I think I found the answer in a passage below the "quoted" one that talks about trivial dtor / dtor side effects, namely [basic.life]/7:
If, after the lifetime of an object has ended and before the storage which the object occupied is reused or released, a new object is created at the storage location which the original object occupied, a pointer that pointed to the original object, a reference that referred to the original object, or the name of the original object will automatically refer to the new object and, once the lifetime of the new object has started, can
be used to manipulate the new object, if:
the storage for the new object exactly overlays the storage location which the original object occupied, and
the new object is of the same type as the original object (ignoring the top-level cv-qualifiers), and
the type of the original object is not const-qualified, and, if a class type, does not contain any non-static data member whose type is const-qualified or a reference type, and
the original object was a most derived object of type T
and the new object is a most derived object of type T
(that is, they are not base class subobjects).
By reusing the storage, we end the lifetime of original object [basic.life]/1
The lifetime of an object of type T
ends when:
if T
is a class type with a non-trivial destructor, the destructor call starts, or
the storage which the object occupies is reused or released.

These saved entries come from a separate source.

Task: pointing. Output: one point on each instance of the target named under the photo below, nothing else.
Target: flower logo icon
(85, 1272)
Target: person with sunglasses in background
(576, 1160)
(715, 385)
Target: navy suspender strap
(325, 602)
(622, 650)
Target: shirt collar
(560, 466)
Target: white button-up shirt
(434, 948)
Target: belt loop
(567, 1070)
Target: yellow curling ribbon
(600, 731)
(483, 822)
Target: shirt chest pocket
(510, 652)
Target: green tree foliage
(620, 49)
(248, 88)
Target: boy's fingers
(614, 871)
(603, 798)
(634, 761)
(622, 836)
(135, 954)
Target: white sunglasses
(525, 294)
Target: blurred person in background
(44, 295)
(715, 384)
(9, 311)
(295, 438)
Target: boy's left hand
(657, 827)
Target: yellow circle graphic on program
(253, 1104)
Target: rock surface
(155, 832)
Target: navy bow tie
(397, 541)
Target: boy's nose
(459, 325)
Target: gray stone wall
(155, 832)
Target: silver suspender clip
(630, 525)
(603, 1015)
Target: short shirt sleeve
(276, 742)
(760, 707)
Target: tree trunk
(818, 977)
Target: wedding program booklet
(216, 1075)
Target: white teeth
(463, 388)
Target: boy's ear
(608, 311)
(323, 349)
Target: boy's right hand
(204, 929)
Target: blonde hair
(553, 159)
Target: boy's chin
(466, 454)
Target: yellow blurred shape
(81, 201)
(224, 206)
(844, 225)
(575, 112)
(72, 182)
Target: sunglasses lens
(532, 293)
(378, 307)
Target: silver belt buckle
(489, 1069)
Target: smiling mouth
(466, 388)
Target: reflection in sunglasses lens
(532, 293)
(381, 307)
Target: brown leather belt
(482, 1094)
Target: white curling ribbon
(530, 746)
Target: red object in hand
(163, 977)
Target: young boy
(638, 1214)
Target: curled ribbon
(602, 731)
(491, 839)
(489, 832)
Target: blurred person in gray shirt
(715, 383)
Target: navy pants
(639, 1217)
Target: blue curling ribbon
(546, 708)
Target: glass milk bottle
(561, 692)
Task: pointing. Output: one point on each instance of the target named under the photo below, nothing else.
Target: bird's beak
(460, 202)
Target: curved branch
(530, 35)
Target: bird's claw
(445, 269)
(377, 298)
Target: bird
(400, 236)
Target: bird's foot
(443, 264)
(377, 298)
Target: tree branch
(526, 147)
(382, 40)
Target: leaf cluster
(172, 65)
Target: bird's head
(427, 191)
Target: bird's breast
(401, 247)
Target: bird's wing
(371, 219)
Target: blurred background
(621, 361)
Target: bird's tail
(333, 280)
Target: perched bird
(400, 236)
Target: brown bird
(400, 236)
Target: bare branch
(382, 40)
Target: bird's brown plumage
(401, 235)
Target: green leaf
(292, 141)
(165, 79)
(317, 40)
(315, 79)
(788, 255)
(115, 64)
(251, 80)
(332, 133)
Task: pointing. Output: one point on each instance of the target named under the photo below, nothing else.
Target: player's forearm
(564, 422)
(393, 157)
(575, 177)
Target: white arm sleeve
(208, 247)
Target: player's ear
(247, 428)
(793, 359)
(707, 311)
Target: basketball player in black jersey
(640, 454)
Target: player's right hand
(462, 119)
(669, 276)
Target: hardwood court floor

So I think [basic.life]/7 covers the situation
Reference<int> r(x);
new (&r) Reference<int>(y);
where we end the lifetime of the object denoted by r
, and create a new object at the same location.
As Reference<int>
is a class type with a reference data member, the requirements of [basic.life]/7 are not fulfilled. That is, r
might not even refer to the new object, and we may not use it to "manipulate" this newly created object (I interpret this "manipulate" also as read-only accesses).